S3's data is, in the jargon, hot. It has to be available with a low latency. Internally, Amazon has a lot of data with even shorter latency requirements. They could store this data in flash, but that is costly. Before the advent of flash, the only way to provide low latency for hot data on disk was to "short-stroke" the drives. Using only a small range of the tracks on the disk meant that the seek time between accesses to the data was minimized. But it was expensive.

Glacier's data is cold, Amazon is prepared for it to take several hours to access. Suppose the disk is shared between a small amount, say 15% of hot S3 data, and a large amount, say 85%, of cold Glacier data. S3 data generates at least 5.5c/GB/mo, or $660/TB/yr. Glacier data generates 1c/GB/mo, or $120/TB/yr. Consider a group of 3 3TB drives in service for 4 years. They will generate:
  • S3 15% of 3TB at $660/TB/yr = $1188.
  • Glacier 85% of 3TB at $120/TB/yr = $1224.
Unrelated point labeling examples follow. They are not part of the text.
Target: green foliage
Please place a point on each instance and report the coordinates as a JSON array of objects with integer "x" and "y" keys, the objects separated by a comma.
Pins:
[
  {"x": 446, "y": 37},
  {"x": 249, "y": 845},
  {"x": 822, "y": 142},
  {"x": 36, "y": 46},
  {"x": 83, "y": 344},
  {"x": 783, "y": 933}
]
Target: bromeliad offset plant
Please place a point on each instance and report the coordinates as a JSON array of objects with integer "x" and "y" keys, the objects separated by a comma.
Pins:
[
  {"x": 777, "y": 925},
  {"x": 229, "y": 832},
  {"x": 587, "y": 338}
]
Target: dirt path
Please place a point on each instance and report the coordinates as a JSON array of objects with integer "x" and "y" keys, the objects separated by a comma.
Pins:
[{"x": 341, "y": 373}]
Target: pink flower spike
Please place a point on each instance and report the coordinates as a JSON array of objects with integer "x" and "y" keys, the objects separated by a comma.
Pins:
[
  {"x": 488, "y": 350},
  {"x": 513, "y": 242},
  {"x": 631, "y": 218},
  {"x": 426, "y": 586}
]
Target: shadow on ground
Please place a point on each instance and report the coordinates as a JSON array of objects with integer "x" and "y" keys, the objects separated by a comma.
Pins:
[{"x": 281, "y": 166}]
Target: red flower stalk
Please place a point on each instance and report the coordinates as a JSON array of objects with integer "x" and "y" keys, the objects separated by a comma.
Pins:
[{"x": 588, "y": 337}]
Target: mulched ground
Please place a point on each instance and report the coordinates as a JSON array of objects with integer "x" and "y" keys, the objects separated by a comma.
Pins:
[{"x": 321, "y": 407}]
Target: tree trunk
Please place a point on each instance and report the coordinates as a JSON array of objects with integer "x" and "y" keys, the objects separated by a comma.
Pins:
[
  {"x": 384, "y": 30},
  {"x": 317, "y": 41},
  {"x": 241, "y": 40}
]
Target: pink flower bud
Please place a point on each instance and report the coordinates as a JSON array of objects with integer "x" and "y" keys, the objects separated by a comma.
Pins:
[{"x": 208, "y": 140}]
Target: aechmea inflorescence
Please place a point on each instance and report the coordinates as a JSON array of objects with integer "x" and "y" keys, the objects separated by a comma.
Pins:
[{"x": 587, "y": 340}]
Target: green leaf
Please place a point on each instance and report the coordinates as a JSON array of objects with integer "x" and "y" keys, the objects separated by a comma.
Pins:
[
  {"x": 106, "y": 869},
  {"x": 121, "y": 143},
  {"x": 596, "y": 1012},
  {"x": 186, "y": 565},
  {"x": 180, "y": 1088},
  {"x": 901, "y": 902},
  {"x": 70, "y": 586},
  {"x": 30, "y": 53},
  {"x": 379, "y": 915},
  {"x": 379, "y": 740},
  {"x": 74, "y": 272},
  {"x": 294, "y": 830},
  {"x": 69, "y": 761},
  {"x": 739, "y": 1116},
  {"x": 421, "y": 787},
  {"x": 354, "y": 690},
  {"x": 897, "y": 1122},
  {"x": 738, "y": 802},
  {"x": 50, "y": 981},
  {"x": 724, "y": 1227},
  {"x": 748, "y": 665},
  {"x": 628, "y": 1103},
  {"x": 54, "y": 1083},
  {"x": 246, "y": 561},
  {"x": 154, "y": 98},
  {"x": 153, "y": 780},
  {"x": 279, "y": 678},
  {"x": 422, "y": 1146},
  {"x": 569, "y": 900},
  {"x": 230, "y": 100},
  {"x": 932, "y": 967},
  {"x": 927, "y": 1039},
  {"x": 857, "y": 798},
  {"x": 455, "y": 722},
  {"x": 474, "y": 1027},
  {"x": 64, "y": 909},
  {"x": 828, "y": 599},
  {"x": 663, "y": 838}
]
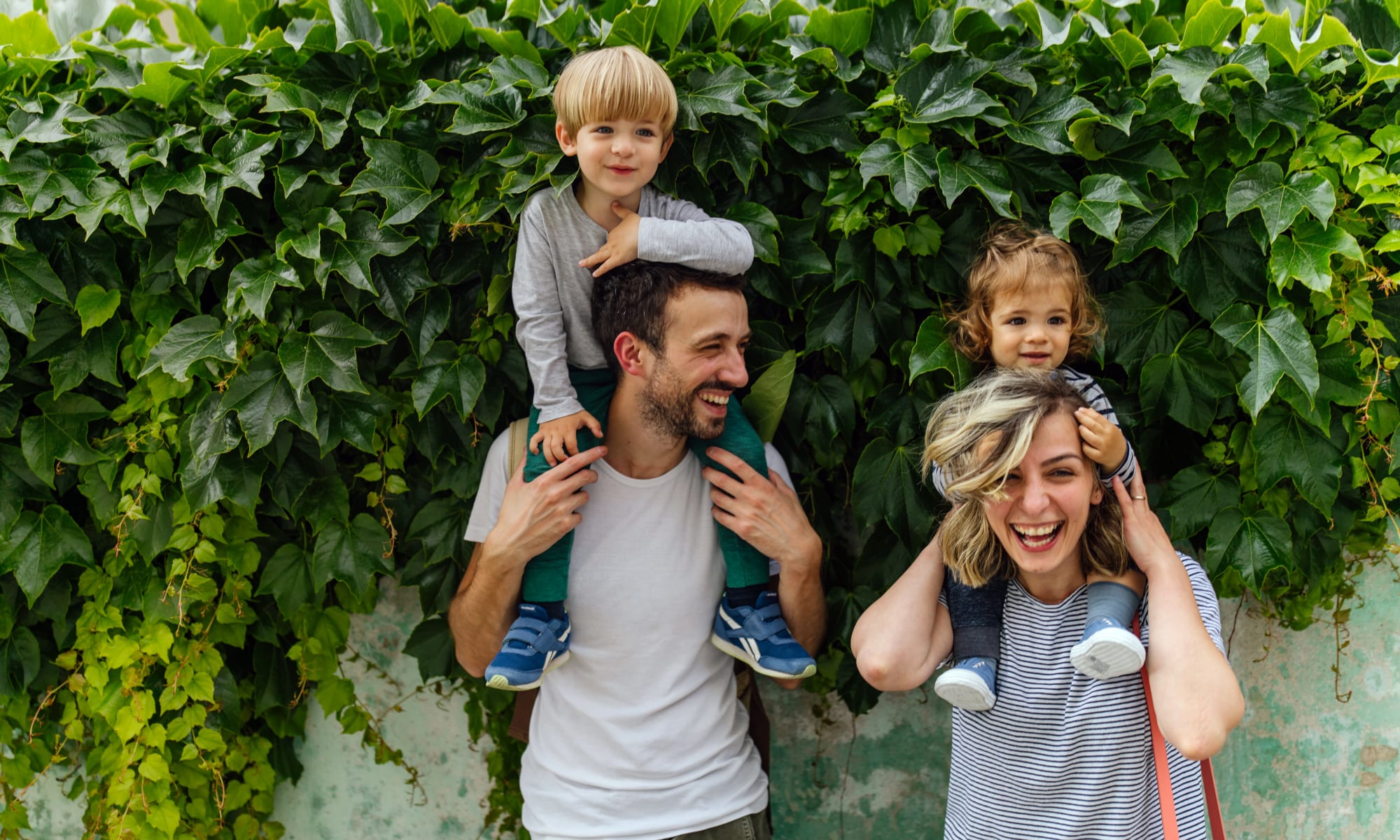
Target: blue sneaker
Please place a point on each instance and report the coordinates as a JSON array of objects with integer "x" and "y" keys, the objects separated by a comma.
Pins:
[
  {"x": 1108, "y": 650},
  {"x": 534, "y": 646},
  {"x": 971, "y": 684},
  {"x": 760, "y": 636}
]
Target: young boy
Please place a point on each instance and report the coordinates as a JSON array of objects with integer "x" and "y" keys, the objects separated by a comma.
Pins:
[{"x": 615, "y": 113}]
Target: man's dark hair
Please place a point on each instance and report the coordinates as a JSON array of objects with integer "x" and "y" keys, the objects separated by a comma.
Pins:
[{"x": 634, "y": 299}]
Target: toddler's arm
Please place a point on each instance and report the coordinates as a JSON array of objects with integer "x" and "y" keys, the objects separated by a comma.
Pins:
[
  {"x": 541, "y": 327},
  {"x": 682, "y": 233}
]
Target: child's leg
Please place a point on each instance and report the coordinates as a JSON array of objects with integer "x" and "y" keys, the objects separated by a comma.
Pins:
[
  {"x": 747, "y": 569},
  {"x": 547, "y": 576},
  {"x": 1110, "y": 648},
  {"x": 748, "y": 624}
]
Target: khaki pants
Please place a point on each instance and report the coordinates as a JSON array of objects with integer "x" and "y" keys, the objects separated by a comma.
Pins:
[{"x": 747, "y": 828}]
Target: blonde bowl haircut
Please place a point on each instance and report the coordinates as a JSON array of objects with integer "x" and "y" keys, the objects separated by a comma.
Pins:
[
  {"x": 1014, "y": 260},
  {"x": 615, "y": 83},
  {"x": 979, "y": 436}
]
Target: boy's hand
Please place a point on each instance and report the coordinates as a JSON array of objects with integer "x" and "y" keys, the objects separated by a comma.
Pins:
[
  {"x": 1104, "y": 442},
  {"x": 559, "y": 438},
  {"x": 621, "y": 247}
]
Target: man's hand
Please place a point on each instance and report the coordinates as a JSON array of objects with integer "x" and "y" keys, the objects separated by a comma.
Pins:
[
  {"x": 764, "y": 512},
  {"x": 534, "y": 516},
  {"x": 1104, "y": 442},
  {"x": 621, "y": 247},
  {"x": 559, "y": 438}
]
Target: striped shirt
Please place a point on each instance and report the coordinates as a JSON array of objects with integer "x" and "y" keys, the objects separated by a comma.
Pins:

Total income over 4 years is $2412. The costs are:
  • 3 drives say $225
  • 3 drives worth of server say $135
  • Power, space, cooling, etc. at the rate Backblaze reports (about 1/9 of hardware purchase per year) say $160.
Total cost is $520, for a gross profit of $473/yr. Sharing the infrastructure is a good idea; the small amount of hot data gets good performance and the large amount of cold data is subsidized by the more expensive hot data.